09. 03. 2008: Gummis 89. Geburtstag - Erinnerungen an meinen Papi

  • Am 09. 03. 1919 geboren, würde mein lieber Papi, der Gummi also morgen 89! :geburtstag:


    An seinem letzten Geburtstag hier auf dieser Erde, dem 09. 03. 2002, war er gerade einen Tag lang im Pflegeheim in Soltau, nachdem er im Krankenhaus sich einigermaßen von verschiedensten Alterserscheinungen erholt hatte. Einigermaßen, denn übrig geblieben war ein Häufchen Elend, kraftlos - Aber er versuchte mir und Lothar Thiel (der mit seiner Frau Gudrun ebenfalls zum Gratulieren gekommen war) wortlos zu zeigen, dass er sich freute. Auf seinem Bett im Zweibettzimmer liegend, genoss er den Besuch, die Zuwendung.

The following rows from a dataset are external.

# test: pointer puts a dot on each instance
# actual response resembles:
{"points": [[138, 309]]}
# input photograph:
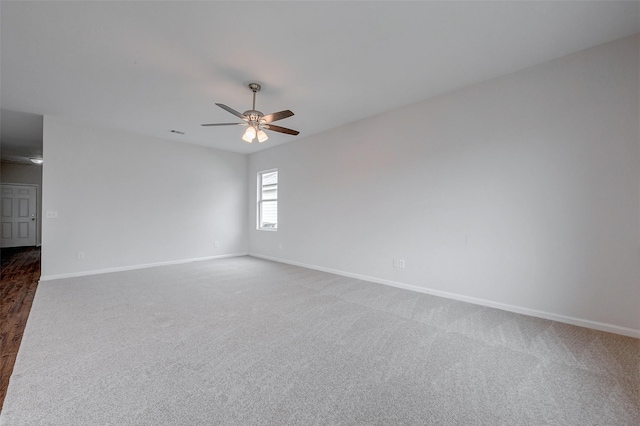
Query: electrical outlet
{"points": [[398, 263]]}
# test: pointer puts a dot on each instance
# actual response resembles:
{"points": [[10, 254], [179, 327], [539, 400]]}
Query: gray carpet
{"points": [[245, 341]]}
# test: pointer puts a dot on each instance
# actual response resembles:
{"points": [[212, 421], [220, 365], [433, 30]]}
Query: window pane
{"points": [[268, 200], [269, 214]]}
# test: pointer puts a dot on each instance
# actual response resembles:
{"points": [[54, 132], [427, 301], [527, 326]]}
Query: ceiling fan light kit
{"points": [[256, 120]]}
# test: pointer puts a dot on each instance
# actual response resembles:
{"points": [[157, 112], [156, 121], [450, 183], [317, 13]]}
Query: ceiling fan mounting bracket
{"points": [[256, 120]]}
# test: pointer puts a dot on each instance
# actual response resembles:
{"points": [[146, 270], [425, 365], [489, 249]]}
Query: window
{"points": [[268, 200]]}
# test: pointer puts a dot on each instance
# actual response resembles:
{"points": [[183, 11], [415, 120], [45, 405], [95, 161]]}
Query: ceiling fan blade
{"points": [[277, 116], [232, 111], [281, 129]]}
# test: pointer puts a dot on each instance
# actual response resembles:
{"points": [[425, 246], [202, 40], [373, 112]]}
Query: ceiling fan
{"points": [[257, 121]]}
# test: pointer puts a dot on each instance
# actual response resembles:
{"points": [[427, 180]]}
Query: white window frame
{"points": [[260, 201]]}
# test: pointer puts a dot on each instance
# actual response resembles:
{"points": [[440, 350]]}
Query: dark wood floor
{"points": [[19, 279]]}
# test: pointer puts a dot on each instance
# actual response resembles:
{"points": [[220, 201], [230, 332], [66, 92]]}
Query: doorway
{"points": [[19, 215]]}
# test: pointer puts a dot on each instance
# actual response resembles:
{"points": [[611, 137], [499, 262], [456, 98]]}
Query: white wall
{"points": [[26, 174], [127, 200], [521, 192]]}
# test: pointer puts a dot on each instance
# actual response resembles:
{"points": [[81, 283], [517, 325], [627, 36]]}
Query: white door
{"points": [[19, 215]]}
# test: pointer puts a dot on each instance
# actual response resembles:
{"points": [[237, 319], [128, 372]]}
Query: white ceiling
{"points": [[149, 67]]}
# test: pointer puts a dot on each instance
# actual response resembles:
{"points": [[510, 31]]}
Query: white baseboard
{"points": [[132, 267], [610, 328]]}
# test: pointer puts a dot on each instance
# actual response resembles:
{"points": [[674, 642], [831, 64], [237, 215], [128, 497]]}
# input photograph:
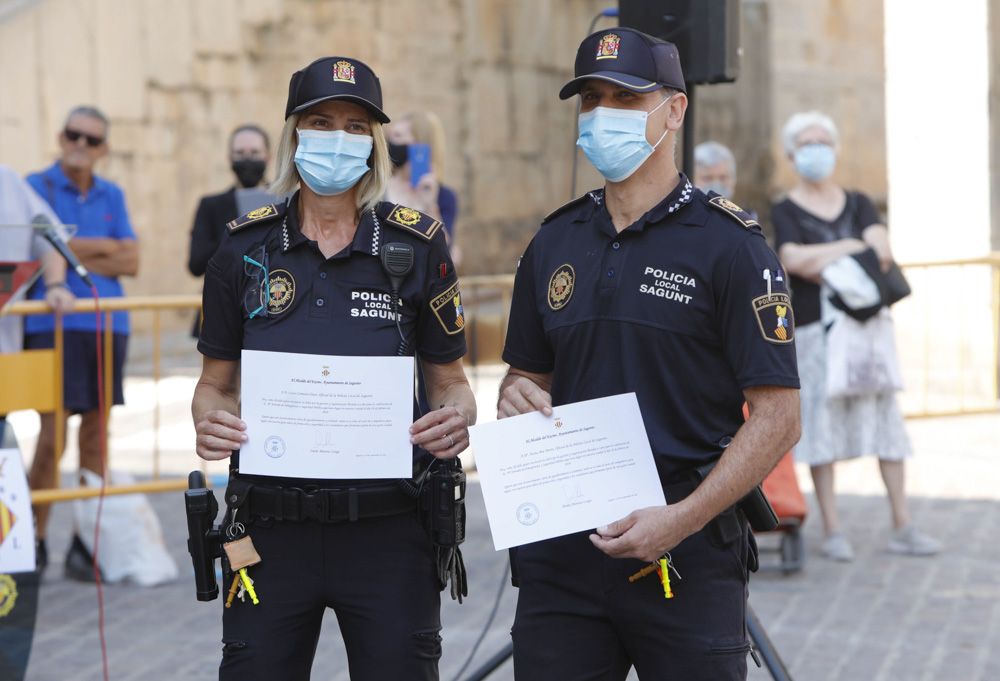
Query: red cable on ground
{"points": [[104, 479]]}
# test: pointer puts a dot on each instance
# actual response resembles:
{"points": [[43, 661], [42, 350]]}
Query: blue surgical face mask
{"points": [[614, 140], [331, 162], [815, 162]]}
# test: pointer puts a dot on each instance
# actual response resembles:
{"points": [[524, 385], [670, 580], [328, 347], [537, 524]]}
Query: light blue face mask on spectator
{"points": [[331, 162], [614, 140], [815, 162]]}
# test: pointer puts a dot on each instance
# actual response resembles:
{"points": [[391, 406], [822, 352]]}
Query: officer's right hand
{"points": [[522, 395], [218, 433]]}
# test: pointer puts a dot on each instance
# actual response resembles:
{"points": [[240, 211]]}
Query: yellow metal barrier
{"points": [[40, 400], [487, 302]]}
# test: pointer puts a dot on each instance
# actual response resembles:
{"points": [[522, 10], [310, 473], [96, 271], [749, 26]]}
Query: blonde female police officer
{"points": [[352, 545], [649, 286]]}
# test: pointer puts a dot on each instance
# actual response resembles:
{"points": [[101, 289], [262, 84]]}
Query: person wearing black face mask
{"points": [[249, 152]]}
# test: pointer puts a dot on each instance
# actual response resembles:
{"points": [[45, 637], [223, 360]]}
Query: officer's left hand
{"points": [[645, 534], [443, 432]]}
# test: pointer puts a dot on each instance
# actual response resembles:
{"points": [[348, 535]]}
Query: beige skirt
{"points": [[842, 428]]}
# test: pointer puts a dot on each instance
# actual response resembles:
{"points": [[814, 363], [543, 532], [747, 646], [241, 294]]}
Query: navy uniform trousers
{"points": [[378, 575], [579, 619]]}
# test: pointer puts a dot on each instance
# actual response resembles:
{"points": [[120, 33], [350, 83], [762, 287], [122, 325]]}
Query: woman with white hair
{"points": [[818, 223], [333, 271]]}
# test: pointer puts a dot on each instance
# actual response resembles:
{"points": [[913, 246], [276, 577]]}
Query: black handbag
{"points": [[892, 286]]}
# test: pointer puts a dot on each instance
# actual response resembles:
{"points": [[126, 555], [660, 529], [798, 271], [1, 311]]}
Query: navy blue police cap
{"points": [[335, 78], [626, 57]]}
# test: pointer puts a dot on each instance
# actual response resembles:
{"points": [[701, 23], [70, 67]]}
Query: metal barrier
{"points": [[487, 301], [154, 304]]}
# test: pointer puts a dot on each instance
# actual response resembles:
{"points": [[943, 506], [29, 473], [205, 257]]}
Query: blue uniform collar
{"points": [[672, 205], [367, 237], [61, 180]]}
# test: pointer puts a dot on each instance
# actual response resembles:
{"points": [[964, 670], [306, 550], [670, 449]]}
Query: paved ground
{"points": [[880, 618]]}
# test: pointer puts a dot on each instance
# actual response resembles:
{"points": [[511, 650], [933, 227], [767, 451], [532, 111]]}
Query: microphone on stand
{"points": [[51, 234]]}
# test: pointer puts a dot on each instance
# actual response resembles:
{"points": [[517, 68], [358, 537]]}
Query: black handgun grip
{"points": [[758, 510], [203, 540]]}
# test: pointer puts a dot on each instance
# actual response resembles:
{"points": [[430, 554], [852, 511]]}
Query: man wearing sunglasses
{"points": [[107, 246]]}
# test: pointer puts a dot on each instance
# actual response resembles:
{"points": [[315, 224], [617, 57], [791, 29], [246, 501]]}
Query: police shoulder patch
{"points": [[775, 317], [411, 220], [257, 215], [447, 308], [731, 209], [566, 207]]}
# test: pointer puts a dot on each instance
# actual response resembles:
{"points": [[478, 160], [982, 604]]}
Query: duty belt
{"points": [[327, 505]]}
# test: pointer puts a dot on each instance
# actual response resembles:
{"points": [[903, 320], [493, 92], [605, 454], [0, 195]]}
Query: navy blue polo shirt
{"points": [[675, 308], [331, 306], [100, 214]]}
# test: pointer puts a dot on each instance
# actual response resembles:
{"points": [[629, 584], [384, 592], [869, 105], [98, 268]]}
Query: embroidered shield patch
{"points": [[448, 309], [775, 317], [280, 291], [561, 286]]}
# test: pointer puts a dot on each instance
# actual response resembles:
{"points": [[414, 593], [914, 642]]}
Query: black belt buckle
{"points": [[314, 504]]}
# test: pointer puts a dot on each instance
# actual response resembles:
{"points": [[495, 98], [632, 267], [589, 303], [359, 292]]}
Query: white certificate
{"points": [[585, 466], [318, 416], [17, 531]]}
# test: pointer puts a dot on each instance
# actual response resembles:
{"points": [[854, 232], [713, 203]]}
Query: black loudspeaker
{"points": [[706, 32]]}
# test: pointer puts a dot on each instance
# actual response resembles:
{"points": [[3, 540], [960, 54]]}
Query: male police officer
{"points": [[650, 286]]}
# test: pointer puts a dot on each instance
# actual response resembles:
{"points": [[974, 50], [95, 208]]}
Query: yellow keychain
{"points": [[664, 572], [248, 585]]}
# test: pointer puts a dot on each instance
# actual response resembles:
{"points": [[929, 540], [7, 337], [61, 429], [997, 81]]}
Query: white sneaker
{"points": [[912, 542], [836, 547]]}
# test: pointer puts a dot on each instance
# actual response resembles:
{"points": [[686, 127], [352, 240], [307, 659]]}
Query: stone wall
{"points": [[176, 77], [800, 55], [993, 36]]}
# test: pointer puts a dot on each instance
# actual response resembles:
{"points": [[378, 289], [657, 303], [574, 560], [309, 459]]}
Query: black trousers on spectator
{"points": [[579, 619], [377, 574]]}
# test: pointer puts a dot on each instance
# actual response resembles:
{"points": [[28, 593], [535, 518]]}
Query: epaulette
{"points": [[411, 220], [572, 204], [734, 211], [257, 215]]}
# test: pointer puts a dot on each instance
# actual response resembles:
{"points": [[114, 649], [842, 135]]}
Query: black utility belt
{"points": [[324, 505]]}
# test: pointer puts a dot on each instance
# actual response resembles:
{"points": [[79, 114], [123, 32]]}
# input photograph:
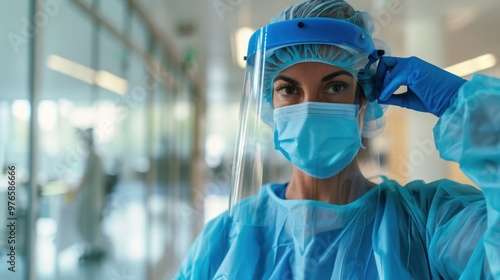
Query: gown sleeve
{"points": [[207, 252], [463, 227]]}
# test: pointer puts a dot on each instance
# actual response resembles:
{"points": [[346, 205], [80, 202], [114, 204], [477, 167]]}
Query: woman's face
{"points": [[313, 82]]}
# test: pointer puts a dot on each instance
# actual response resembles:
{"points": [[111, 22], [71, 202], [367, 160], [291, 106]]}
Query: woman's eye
{"points": [[286, 90], [336, 88]]}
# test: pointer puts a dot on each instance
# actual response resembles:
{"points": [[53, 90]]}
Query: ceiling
{"points": [[206, 28], [468, 30]]}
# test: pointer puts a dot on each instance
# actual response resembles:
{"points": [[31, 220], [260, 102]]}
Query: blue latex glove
{"points": [[430, 88]]}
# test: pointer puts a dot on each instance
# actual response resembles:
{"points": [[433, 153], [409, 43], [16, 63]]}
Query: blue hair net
{"points": [[337, 55]]}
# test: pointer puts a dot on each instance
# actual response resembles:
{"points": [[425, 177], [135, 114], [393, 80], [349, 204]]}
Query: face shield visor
{"points": [[256, 163]]}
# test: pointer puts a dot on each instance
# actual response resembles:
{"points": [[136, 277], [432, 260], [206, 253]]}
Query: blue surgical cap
{"points": [[341, 56]]}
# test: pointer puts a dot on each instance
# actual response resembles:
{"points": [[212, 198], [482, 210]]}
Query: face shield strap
{"points": [[326, 31]]}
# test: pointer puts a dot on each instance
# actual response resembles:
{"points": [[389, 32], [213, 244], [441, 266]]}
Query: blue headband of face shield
{"points": [[280, 45], [325, 31]]}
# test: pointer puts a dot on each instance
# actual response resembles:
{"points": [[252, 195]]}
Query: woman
{"points": [[312, 78]]}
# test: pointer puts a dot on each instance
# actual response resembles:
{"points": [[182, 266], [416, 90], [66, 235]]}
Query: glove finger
{"points": [[391, 86], [385, 64]]}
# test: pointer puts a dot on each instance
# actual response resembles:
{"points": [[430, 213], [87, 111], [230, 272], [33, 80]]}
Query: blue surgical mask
{"points": [[319, 138]]}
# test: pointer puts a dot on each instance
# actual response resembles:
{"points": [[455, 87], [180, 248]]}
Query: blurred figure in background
{"points": [[89, 201]]}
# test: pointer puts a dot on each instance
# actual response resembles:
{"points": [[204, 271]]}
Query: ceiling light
{"points": [[102, 78], [474, 65], [111, 82], [71, 68]]}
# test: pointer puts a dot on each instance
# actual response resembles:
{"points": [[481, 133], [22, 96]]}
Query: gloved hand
{"points": [[430, 88]]}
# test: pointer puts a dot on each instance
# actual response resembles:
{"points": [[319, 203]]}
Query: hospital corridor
{"points": [[126, 126]]}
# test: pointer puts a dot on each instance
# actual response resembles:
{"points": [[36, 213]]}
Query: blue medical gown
{"points": [[439, 230]]}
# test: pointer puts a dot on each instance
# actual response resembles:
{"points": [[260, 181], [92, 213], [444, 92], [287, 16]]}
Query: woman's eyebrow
{"points": [[286, 79], [335, 74]]}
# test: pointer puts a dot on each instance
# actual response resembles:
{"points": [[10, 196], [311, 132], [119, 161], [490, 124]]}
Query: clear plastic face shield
{"points": [[266, 154]]}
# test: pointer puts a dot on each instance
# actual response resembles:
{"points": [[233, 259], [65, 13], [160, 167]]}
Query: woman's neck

    Drei Jahre zuvor noch, zu seinem 80., entschwand er - mit letzter Kraft - wie jedes Jahr in den sonnigen Süden: Formentera. Er liebte alles andere als einen riesigen Aufstand um seinen Geburtstag, lehnte alle Geschenke und Glückwünsche immer ab. Allerdings rief er regelmäßig am 09. auch bei mir und bei meiner Mutter an, damit wir ihm gratulieren konnten. War es, weil er wusste, wie wichtig uns das war, oder war ihm letztendlich das Nicht - Vergessen - Werden selbst wichtig? Es war eine eigenartige Mischung!


    Papi war nie ein Mensch großer Worte. In Gesellschaften benötigte er immer einen geduldigen Gesprächspartner. Aber auf seinen Reisen, seinen einsamen Wanderungen entstanden Gedanken, die er später verschriftlichte und als Buch herausgab.


    Eine dieser Gedankenwanderungen soll hier veröffentlicht werden:


    G e d u l d s s p i e l


    Dem Namen nach heißen sie alle Kioske, Bar oder Restaurante. Der äußeren Art nach sind sie alle Strand - Imbissbuden. Alles äußerst primitiv: Eine Bude, ein Kleinbus, Gartenmöbel und ein paar Bambusmatten als Schattenspender. Wenige Meter entfernt rattert ein Stromaggregat.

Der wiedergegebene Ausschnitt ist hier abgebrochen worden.